Глава XVI
ОБЕД В ЗАЛЕ РЫНКА БЛУМСБЕРИ
Не успел я договорить, как услышал у двери шаги, и вошли наши влюбленные, оба настолько прекрасные, что без всякого чувства неловкости можно было смотреть на их взаимную нежность, которой они почти и не скрывали. Казалось, весь мир тоже должен питать к ним чувство любви. Что же касается старого Хаммонда, то он смотрел на них взглядом художника, только что закончившего картину, которая удалась ему так, как он ее задумал. Он был совершенно счастлив.
- Садитесь, садитесь, молодые люди, и не шумите, - сказал он. - У нашего гостя осталось еще несколько вопросов.
- Я так и думал, - заметил Дик, - вы просидели всего лишь три с половиной часа, а ведь едва ли за такое короткое время можно изложить историю двух столетий. Кроме того, вы, вероятно, еще забрели в область географии и обсудили вопросы мастерства.
- Что касается шума, дедушка, - сказала Клара, - то вам скоро помешает звон обеденного колокола. Нашему гостю, я полагаю, он покажется сладкой музыкой, так как, по-видимому, он завтракал рано, а вчера провел утомительный день.
- Да, - сказал я, - сейчас, когда вы об этом упомянули, я действительно почувствовал голод. Я очень долго питался удивлением. Это сущая правда, - подтвердил я в ответ на ее улыбку - и какую прелестную улыбку!
Как раз в этот миг с невидимой башни где-то высоко в воздухе раздался серебристый колокольный перезвон. Его нежная, прозрачная мелодия показалась моему непривычному слуху песней первых весенних дроздов и вызвала у меня вихрь воспоминаний. Они воскрешали частью мрачные, частью светлые картины, но и те и другие сейчас только радовали меня.
- Никаких вопросов до обеда, - сказала Клара, взяла меня за руку, как сделал бы ласковый ребенок, и повела вниз по лестнице, во двор музея, предоставив обоим Хаммондам следовать за нами. Мы направились к рынку, где я уже раньше побывал. Длинная вереница нарядно одетых людей входила туда одновременно с нами.
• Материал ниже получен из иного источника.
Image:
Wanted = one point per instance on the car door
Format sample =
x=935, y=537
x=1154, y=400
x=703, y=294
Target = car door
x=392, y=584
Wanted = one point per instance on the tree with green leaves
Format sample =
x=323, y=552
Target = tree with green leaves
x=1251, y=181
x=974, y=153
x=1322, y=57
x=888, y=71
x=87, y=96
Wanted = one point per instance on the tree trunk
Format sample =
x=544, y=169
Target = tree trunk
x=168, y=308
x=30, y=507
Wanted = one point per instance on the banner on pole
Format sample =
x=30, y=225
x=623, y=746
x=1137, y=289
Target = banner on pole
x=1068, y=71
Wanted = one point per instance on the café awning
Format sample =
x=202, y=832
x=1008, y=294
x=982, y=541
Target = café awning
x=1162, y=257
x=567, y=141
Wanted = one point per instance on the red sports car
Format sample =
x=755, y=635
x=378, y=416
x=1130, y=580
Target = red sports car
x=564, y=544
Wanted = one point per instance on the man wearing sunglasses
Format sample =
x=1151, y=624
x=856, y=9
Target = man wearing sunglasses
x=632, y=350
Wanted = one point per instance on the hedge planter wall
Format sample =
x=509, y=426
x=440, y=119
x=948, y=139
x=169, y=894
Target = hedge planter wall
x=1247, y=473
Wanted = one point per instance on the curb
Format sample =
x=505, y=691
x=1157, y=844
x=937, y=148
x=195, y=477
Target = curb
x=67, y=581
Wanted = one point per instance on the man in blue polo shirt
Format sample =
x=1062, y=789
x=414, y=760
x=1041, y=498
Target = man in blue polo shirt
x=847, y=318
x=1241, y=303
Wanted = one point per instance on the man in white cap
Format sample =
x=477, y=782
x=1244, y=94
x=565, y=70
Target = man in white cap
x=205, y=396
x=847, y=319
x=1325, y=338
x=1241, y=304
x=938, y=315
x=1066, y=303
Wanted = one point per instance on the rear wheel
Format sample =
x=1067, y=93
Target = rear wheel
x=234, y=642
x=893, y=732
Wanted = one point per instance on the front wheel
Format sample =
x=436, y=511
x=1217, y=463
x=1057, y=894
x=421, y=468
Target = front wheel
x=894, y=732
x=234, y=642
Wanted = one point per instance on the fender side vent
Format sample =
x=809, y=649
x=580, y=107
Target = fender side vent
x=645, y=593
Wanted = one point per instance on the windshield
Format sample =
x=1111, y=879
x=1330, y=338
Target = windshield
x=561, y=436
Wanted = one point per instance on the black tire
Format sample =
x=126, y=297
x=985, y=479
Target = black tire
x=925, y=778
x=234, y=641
Повернув в галерею и войдя в богато украшенную резьбою дверь, у порога которой хорошенькая темнокудрая девушка подарила всем по прекрасному букету летних цветов, мы очутились в зале, который был гораздо больше зала хэммерсмитского Дома для гостей, богаче по архитектурной отделке и, может быть, еще прекраснее. Мне трудно было оторвать взгляд от стенной живописи, а кроме того, я считал неудобным смотреть все время на Клару, хотя она, этого и заслуживала. Я сразу же заметил, что сюжеты картин взяты из древних мифов, о которых в мой век мало кто знал. Когда оба Хаммонда сели напротив нас, я сказал старику, указывая на фриз:
- Как странно видеть здесь эти сюжеты!
- Почему же, - возразил он, - вам нечему удивляться: здесь все знают эти сказки, они очень изящны и не слишком трагичны для места, где люди едят, пьют и веселятся. В то же время они богаты забавными эпизодами.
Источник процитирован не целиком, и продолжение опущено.